[FOM] Bourbaki's general theory of isomorphism‏

[Victor Makarov]

 In reply to Oran Magal (Thu 6/24/10 7:50 PM):

When we state "A is isomorphic to B", we tacitly assume, that A and B are models of some theory T.

We can further assume that the theory T is an extension of ZFC by adding to ZFC (or to an extension of ZFC) some new constants and axioms "defining" the new constants.
 
For example, the group theory can be introduced in the following way:

group := {G, m | A };

where G, m are , respectively, the set on which the group is defined, and the law of composition, A is a conjuction of axioms of the group theory.

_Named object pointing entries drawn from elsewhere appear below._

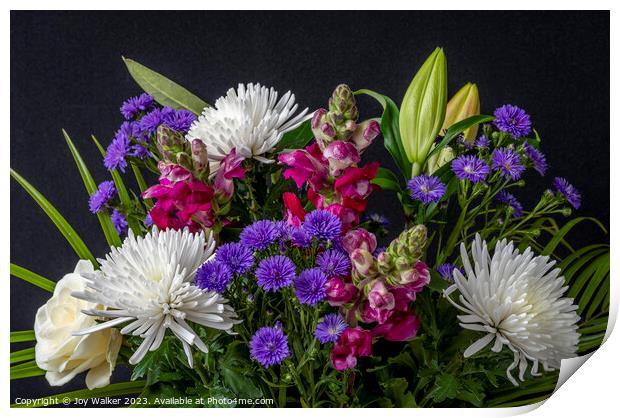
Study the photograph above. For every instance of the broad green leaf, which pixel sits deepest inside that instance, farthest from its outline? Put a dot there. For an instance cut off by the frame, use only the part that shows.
(390, 131)
(22, 336)
(61, 223)
(165, 91)
(107, 226)
(115, 389)
(32, 278)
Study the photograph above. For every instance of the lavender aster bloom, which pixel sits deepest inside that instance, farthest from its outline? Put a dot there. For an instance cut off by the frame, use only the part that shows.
(426, 189)
(329, 328)
(322, 225)
(571, 194)
(269, 346)
(275, 272)
(334, 263)
(119, 221)
(510, 200)
(471, 168)
(538, 158)
(237, 257)
(508, 163)
(105, 192)
(482, 142)
(310, 286)
(260, 235)
(513, 120)
(133, 106)
(213, 276)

Any pair (X, h) such that the formuala A(X,h) is a theorem, is a concrete group (or a model of the group theory).
 
 A(X,h) denotes the result of substitution in the formula A, instead of the constants G, m, the terms X, h respectively. 

Let A = (X,h), A1 = (X1,h1) be some concrete groups. A is isomorphic to A1 iff there exists a bijection f from X to X1 such that f'(h) = h1, where f' is the canonical extension of f. 

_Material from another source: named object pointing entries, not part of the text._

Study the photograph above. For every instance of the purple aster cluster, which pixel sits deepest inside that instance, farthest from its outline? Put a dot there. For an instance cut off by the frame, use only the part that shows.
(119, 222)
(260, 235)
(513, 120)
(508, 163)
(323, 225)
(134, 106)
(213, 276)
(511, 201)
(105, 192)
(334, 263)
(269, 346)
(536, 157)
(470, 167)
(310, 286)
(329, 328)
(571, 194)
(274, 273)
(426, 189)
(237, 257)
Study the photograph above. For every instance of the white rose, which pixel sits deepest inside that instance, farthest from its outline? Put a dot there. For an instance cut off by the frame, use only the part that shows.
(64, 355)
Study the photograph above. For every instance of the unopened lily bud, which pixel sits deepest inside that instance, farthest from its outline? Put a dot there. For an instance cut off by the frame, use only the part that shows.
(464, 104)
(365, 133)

Suppose, we have defined in the group theory some notion Q(G,m).  
That is, Q is a formula (or a term), possibly containing the constants G,m.
If A is a concrete group (X,h), let us denote A.Q the formula Q(X,h).

If the formuala A.Q is a theorem, then we say that Q is a property of A.
The intuitively obvious statement "Isomorphic groups have the essentially same properties" can be more precisely  expressed in the following way:
 
If the groups A, B are isomorphic then the formula A.Q is equivalent to the formula B.Q.
 
The formula Q must be transportable, i.e Q can not depend on some specific properties of the constants G,m.
 
The formula expressing "the empty set is an element of G" is an example of untransportable formula. Obviously, this formula is not preserved under isomorphisms.

Victor Makarov